In the Roofline, examine the Roofline chart for the selected kernel with the following data:

In the OP/S and Bandwidth, review how well the kernel uses the compute and memory resources of the hardware. It indicates the total number of floating-points and integer operations transferred per second compared to the maximum hardware capability and the amount of data transferred at each cache memory (in gigabytes per second) compared to the memory level bandwidth. The red bar highlights the dominant operation type used in the kernel.

In the Memory Metrics:

Note

Data in the Memory Metrics pane is based on a dominant type of operations in a code (FLOAT or INT). The dominant type is indicated as a red bar in the OP/S and Bandwidth.

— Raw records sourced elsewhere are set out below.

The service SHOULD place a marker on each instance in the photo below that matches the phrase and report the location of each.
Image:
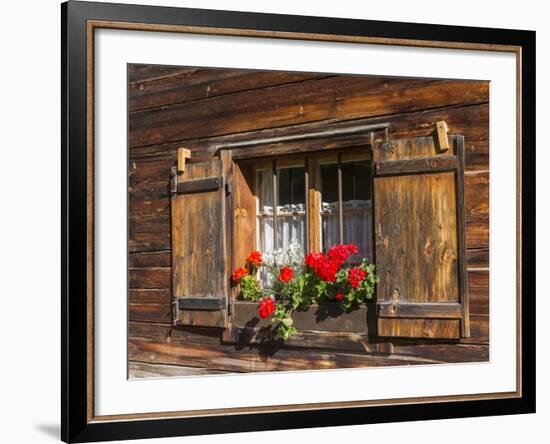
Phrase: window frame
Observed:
(312, 161)
(359, 322)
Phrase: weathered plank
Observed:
(445, 352)
(199, 245)
(327, 317)
(203, 83)
(150, 259)
(419, 328)
(354, 97)
(470, 121)
(137, 71)
(151, 241)
(150, 313)
(139, 370)
(149, 277)
(478, 257)
(478, 285)
(255, 359)
(479, 329)
(244, 215)
(145, 296)
(476, 190)
(416, 241)
(477, 233)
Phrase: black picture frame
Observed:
(76, 423)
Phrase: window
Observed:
(401, 203)
(344, 183)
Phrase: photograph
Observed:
(300, 221)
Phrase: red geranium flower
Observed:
(338, 254)
(326, 269)
(254, 258)
(266, 307)
(238, 274)
(355, 276)
(286, 274)
(313, 258)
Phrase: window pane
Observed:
(291, 222)
(357, 208)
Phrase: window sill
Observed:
(320, 317)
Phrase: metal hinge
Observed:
(173, 180)
(175, 317)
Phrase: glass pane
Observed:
(357, 207)
(291, 222)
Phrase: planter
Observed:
(320, 317)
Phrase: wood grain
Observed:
(198, 237)
(207, 108)
(416, 241)
(298, 103)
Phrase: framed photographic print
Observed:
(280, 221)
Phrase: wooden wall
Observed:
(170, 107)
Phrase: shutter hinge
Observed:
(173, 180)
(175, 309)
(230, 309)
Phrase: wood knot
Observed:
(428, 248)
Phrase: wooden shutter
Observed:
(200, 274)
(420, 239)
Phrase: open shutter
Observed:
(200, 278)
(420, 239)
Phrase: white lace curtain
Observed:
(290, 218)
(291, 221)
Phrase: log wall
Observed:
(199, 108)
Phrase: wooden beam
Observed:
(183, 155)
(442, 139)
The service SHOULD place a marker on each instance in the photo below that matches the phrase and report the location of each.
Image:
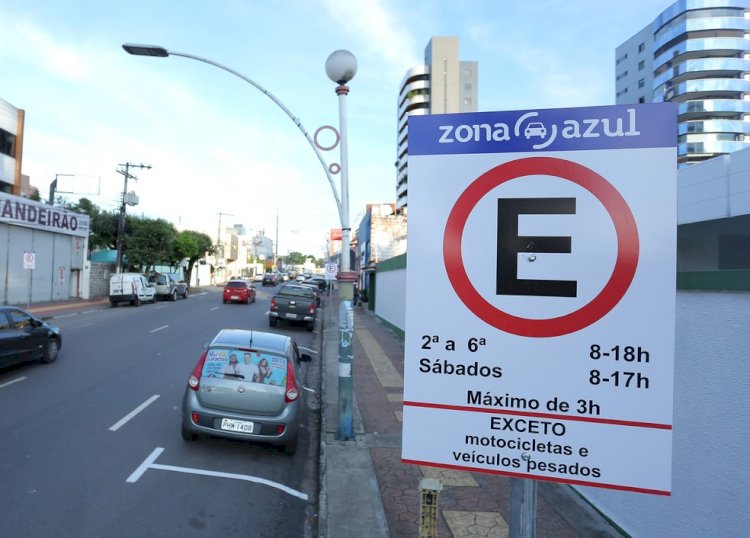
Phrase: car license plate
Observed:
(242, 426)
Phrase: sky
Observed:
(221, 152)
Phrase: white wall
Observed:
(390, 288)
(711, 436)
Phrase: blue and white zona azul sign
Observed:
(544, 244)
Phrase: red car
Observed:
(239, 291)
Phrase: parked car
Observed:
(24, 337)
(270, 279)
(320, 281)
(130, 288)
(239, 291)
(294, 304)
(315, 289)
(246, 385)
(169, 285)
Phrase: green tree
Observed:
(193, 246)
(102, 225)
(149, 242)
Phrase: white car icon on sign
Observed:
(535, 128)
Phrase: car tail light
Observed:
(194, 381)
(292, 392)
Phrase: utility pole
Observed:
(121, 223)
(219, 248)
(53, 188)
(276, 243)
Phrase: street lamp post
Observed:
(341, 67)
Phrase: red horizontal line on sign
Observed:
(616, 422)
(539, 477)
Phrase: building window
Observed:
(7, 143)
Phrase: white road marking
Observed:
(148, 463)
(145, 465)
(133, 413)
(12, 381)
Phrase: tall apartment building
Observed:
(11, 148)
(695, 53)
(443, 84)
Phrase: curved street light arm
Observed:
(296, 120)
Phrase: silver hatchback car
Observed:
(246, 385)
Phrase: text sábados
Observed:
(445, 367)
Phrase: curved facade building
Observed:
(442, 85)
(696, 53)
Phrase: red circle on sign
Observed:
(599, 306)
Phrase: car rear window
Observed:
(297, 291)
(245, 365)
(158, 279)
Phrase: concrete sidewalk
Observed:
(365, 489)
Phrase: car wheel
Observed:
(51, 351)
(291, 447)
(187, 435)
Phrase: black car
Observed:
(319, 281)
(270, 279)
(24, 337)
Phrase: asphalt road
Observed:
(91, 446)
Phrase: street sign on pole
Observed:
(332, 270)
(29, 259)
(542, 245)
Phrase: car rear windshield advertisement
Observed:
(251, 366)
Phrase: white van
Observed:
(130, 288)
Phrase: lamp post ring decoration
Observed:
(333, 168)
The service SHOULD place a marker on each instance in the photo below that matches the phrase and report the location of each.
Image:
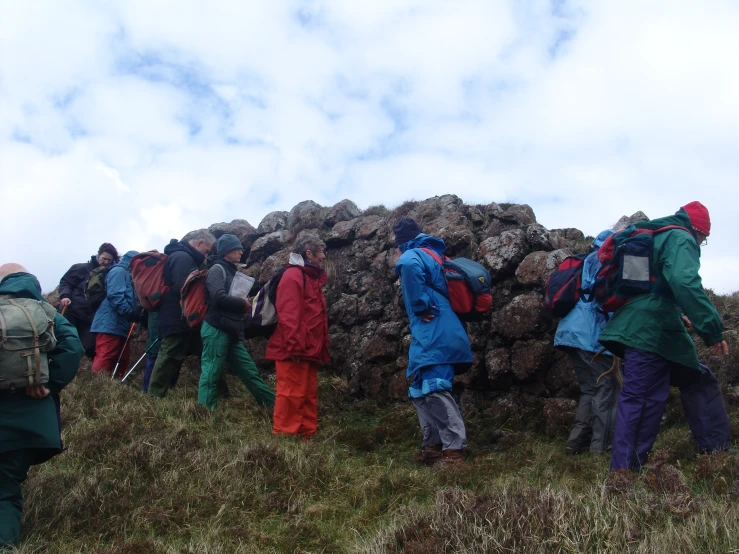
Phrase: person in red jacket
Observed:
(300, 341)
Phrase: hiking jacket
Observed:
(302, 318)
(442, 340)
(582, 326)
(182, 259)
(115, 313)
(72, 286)
(26, 422)
(225, 312)
(652, 322)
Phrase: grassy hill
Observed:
(149, 476)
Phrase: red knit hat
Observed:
(699, 218)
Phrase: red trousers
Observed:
(107, 349)
(296, 405)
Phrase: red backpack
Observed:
(193, 300)
(627, 270)
(147, 273)
(468, 286)
(562, 290)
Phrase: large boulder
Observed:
(273, 221)
(536, 268)
(523, 316)
(267, 245)
(342, 211)
(241, 228)
(503, 253)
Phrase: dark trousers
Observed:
(596, 411)
(13, 471)
(647, 379)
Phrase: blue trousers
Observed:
(647, 380)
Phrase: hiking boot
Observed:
(429, 455)
(452, 457)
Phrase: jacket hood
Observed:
(22, 285)
(680, 218)
(181, 246)
(125, 262)
(425, 241)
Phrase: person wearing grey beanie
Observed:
(227, 243)
(223, 330)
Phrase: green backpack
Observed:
(95, 289)
(27, 328)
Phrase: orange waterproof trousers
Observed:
(296, 405)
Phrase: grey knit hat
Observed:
(227, 243)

In the Instruction Mix, examine types of instructions that the kernel executes. Intel Advisor automatically determines the data type used in operations and groups the instructions collected during Characterization analysis by the following categories:

Category

Instruction Types

Compute (FLOP and INTOP)
  • BASIC COMPUTE: add, addc, mul, rndu, rndd, rnde, rndz, subb, avg, frc, lzd, fbh, fbl, cbit
  • BIT: and, not, or, xor, asr, shr, shl, bfrev, bfe, bfi1, bfi2, ror, rol
  • FMA: mac, mach, mad, madm

    Note

    Intel Advisor counts mac, mach, mad, madm instructions belonging to this class as 2 operations.
  • DIV: INT_DIV_BOTH, INT_DIV_QUOTIENT, INT_DIV_REMAINDER, and FDIV types of extended math function
  • POW extended math function
  • MATH: other function types performed by math instruction
Memory LOAD, STORE, SLM_LOAD, SLM_STORE types depending on the argument: send, sendc, sends, sendsc
Other
  • MOVE: mov, sel, movi, smov, csel
  • CONTROL FLOW: if, else, endif, while, break, cont, call, calla, ret, goto, jmpi, brd, brc, join, halt
  • SYNC: wait, sync
  • OTHER: cmp, cmpn, nop, f32to16, f16to32, dim

In the Performance Characteristics, review how effectively the kernel uses the GPU resources: activity of all execution units, percentage of time when both FPUs are used, percentage of cycles with a thread scheduled. Ideally, you should see a higher percentage of active execution units and other effectiveness metrics to use more GPU resources.